Je länger er in den letzten Jahren erfolgreich war, wurden die Vergleiche mit Landsmann Nadal immer häufiger. Alcaraz, der früher Federer als sein grosses Vorbild angab, antwortet seit jeher immer gleich: «Es ehrt mich, mit ihm verglichen zu werden. Aber ich will nicht Rafa sein. Ich möchte meine eigene Geschichte schreiben.»
Er lebt nach dem Motto, das er sich auf den linken Unterarm tätowieren liess. Da steht dreimal der Buchstabe «C», für «Cabeza, Corazon, Cojones». Also: Kopf, Herz, Eier. Alle drei Dinge zeige Alcaraz auch auf dem Platz, meinte Stefanos Tsitsipas (24) im Frühjahr. «Er ist mental stark, arbeitet extrem hart – und seine Kraft, Flexibilität und Geschwindigkeit auf dem Platz sind immens.»
Stechen liess sich Alcaraz die drei Buchstaben von Star-Tätowierer Joaquin Ganga, der wie er aus El Palmar stammt und auch andere Superstars wie Basketball-Legende LeBron James (38) oder die R&B-Künstler Drake (36) und Chris Brown (34) zu seiner Kundschaft zählt.
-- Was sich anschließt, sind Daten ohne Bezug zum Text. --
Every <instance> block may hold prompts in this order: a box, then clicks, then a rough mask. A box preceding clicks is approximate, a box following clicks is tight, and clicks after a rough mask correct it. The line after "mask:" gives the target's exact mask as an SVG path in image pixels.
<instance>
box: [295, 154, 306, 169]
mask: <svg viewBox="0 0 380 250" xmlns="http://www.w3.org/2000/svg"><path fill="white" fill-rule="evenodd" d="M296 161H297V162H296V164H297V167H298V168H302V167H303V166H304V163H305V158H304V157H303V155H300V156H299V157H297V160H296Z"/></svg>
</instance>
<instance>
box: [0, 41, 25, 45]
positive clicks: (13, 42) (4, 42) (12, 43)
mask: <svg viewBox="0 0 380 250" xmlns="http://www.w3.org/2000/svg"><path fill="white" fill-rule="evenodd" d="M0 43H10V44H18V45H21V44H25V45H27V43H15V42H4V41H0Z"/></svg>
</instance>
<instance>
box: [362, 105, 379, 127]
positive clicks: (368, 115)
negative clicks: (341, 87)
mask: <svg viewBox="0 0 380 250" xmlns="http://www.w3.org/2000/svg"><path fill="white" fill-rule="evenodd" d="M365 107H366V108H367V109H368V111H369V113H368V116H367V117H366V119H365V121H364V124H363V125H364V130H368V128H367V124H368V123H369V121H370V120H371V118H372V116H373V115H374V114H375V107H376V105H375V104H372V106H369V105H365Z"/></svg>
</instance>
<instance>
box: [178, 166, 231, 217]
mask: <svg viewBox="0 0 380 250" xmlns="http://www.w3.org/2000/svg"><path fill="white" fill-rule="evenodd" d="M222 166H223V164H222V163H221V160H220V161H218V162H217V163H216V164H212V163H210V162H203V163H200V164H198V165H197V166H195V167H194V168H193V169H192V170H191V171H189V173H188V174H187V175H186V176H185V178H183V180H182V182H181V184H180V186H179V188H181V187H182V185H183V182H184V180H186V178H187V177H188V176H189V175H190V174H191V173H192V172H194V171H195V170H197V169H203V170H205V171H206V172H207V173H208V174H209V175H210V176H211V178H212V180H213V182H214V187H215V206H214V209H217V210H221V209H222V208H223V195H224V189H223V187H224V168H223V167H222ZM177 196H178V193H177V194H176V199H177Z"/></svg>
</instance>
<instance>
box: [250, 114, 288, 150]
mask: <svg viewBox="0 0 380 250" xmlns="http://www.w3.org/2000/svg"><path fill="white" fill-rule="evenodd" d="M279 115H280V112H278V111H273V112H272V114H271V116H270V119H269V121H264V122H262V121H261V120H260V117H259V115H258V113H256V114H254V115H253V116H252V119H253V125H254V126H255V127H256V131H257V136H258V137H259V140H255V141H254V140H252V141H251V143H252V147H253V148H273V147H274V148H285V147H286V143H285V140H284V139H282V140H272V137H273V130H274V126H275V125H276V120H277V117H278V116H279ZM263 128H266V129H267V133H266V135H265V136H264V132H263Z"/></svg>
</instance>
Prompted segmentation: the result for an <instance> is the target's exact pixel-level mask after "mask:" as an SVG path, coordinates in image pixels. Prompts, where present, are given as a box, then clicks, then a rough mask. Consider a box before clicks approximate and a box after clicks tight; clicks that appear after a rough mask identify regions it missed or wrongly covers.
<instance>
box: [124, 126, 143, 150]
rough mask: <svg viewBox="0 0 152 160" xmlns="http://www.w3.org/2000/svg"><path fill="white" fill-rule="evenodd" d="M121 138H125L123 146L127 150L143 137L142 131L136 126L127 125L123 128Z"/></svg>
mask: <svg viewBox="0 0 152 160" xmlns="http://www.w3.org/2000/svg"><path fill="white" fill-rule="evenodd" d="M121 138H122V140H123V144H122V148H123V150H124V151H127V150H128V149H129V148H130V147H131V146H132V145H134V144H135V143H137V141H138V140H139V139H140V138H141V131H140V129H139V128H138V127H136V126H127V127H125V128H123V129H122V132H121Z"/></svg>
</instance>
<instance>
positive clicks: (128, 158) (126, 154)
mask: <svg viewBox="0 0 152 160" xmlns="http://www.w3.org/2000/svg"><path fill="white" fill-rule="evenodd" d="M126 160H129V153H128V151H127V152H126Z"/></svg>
Extravaganter Kleidungsstil und eine Rolex am Arm
Agent Molina fädelte zudem schon früh grosse Verträge mit Top-Marken ein. Nike sorgt dafür, dass Alcaraz stets auch abseits des Platzes durchgestylt auftritt. Nicht selten dringt bei ihm der Hang zu grellen Farben durch. In Madrid erschien er in Orange zu einem Medientermin, in Paris in Pink. Sein Handgelenk ziert zudem eine Rolex; in Wimbledon ist es eine «Cosmograph Daytona» in Gelbgold im Wert von über 100'000 Franken.
Dieser Luxus ist längst Teil des Business, aber er steht auch im Kontrast zum Bild des netten Jungen von nebenan, das er abgibt. Zu jenem Jungen, der grosser Real-Madrid-Fan ist, gerne NBA schaut oder Golf spielt und auch zu einer Partie Schach nicht Nein sagen kann – weil ihn das Brettspiel so sehr ans Tennis erinnert: «Wenn man für einen Moment die Konzentration verliert, kann das ganze Match verloren gehen.» Alcaraz liebt die Herausforderung. Und die bisher wohl grösste seines Lebens hat er in Wimbledon soeben mit Bravour bestanden.